Es war eine Nacht voller Dramatik im Geoffroy-Guichard, aber am Ende reichte Saint-Étiennes 5:0-Demontage von Amiens nicht für den direkten Aufstieg. In der 87. Minute verbreitete sich ein falsches Gerücht im Stadion, als die Fans glaubten, Bastia habe gegen Le Mans ausgeglichen, was wilde Jubelstürme auslöste. Doch es war nur eine Fiktion – Bastias Spiel wurde unterbrochen und schließlich abgebrochen, wodurch der korsische Klub in die National absteigt und Saint-Étienne in die Playoffs geht.
„Wir alle bekamen Gänsehaut und fragten uns: ‚Was?‘“, sagte Lucas Stassin und gestand die Verwirrung, die Spieler und Fans gleichermaßen erfasste. Der Stadionsprecher verzögerte bewusst die Bekanntgabe des Bastia-Ergebnisses, verlängerte die Spannung, aber die 39.772 Zuschauer – ein Saisonrekord – erkannten bald die Wahrheit. Trotz des dominanten Sieges brauchte Saint-Étienne, dass Bastia mindestens ein Unentschieden holte, um auf Platz zwei zu springen und den direkten Aufstieg zu schaffen. Es sollte nicht sein.
Der Sieg selbst war umfassend, Saint-Étienne zerlegte eine demoralisierte Amiens-Mannschaft, die bereits vor dem Anpfiff abgestiegen war. Das Ergebnis war eine notwendige Voraussetzung für jede Hoffnung auf eine magische Nacht, aber es erwies sich als unzureichend. Bastia, das einen Sieg zum Klassenerhalt brauchte, konnte Le Mans nicht bezwingen, und das Spiel wurde abgebrochen, was ihr Schicksal besiegelte.
Es lag eine gewisse Ironie in der Luft, denn Bastias Trainer Réginald Ray war vor 28 Jahren ein Held für Saint-Étienne.
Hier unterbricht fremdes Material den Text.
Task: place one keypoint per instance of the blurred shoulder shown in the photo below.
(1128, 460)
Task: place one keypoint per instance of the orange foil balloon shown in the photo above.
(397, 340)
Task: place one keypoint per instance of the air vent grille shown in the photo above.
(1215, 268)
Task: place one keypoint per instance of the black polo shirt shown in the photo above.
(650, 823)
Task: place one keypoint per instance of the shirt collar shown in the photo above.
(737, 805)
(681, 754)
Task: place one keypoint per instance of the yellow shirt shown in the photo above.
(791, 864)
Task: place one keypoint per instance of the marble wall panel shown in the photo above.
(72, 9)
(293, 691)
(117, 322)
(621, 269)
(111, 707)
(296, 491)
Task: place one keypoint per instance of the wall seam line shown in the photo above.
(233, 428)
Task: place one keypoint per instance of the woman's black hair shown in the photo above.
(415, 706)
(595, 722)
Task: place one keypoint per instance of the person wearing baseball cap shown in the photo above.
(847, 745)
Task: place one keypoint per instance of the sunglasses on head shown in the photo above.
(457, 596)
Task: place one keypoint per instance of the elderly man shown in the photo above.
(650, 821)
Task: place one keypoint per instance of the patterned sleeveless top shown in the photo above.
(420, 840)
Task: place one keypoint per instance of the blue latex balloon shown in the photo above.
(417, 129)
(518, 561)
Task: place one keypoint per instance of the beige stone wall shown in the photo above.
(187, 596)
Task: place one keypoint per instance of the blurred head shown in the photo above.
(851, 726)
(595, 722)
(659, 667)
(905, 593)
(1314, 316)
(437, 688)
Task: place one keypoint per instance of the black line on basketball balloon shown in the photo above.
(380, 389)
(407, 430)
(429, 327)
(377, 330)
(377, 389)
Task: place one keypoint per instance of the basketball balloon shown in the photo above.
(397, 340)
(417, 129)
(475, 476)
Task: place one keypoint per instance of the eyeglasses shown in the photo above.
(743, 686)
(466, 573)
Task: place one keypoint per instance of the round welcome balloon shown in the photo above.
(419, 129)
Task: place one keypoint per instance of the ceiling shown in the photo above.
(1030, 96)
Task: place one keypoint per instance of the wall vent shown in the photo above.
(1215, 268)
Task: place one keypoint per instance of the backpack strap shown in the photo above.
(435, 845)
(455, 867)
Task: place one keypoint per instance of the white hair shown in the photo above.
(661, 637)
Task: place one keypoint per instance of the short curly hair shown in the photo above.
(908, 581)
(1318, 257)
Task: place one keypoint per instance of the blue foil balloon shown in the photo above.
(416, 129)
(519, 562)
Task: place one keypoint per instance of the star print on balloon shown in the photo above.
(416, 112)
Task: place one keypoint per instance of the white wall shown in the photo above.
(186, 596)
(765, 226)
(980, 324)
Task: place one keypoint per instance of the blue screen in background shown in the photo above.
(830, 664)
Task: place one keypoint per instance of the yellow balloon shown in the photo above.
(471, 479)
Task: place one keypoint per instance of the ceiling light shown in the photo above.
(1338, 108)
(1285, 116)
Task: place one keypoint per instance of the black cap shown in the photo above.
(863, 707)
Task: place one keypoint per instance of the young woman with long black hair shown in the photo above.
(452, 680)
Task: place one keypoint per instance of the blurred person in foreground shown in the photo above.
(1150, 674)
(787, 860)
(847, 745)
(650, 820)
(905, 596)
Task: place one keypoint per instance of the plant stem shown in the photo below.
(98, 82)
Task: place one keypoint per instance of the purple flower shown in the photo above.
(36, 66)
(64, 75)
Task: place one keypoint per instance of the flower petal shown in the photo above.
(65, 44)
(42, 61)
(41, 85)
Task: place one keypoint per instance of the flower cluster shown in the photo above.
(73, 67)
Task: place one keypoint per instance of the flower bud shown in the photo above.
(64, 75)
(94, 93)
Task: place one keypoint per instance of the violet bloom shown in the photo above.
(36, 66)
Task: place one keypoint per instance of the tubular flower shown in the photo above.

Damals erzielte Ray als Stürmer von Le Mans sein 20. Saisontor, um Le Mans vor dem Abstieg in die National zu bewahren, und rettete dabei unbeabsichtigt Saint-Étienne vor einem historischen Fall. Dieses Mal konnte seine Bastia-Mannschaft den Gefallen nicht erwidern.
Saint-Étienne steht nun vor den Playoffs, einem mühsamen Weg zurück in die Ligue 1. Das Team, das von Laurent Batlles trainiert wird, muss sich nach der emotionalen Achterbahnfahrt des Samstagabends neu formieren. Die Playoffs bieten eine zweite Chance, aber die Fehlertoleranz ist null. Die Verts müssen die Energie ihres 5:0-Siegs in einen anhaltenden Aufstiegsschub kanalisieren.
Was Bastia betrifft, so geht es in die National, ein krasser Gegensatz zu der Hoffnung, die sie am letzten Spieltag hatten. Die Saison endete mit gebrochenen Herzen für die Korsen, die hart kämpften, aber an der letzten Hürde scheiterten.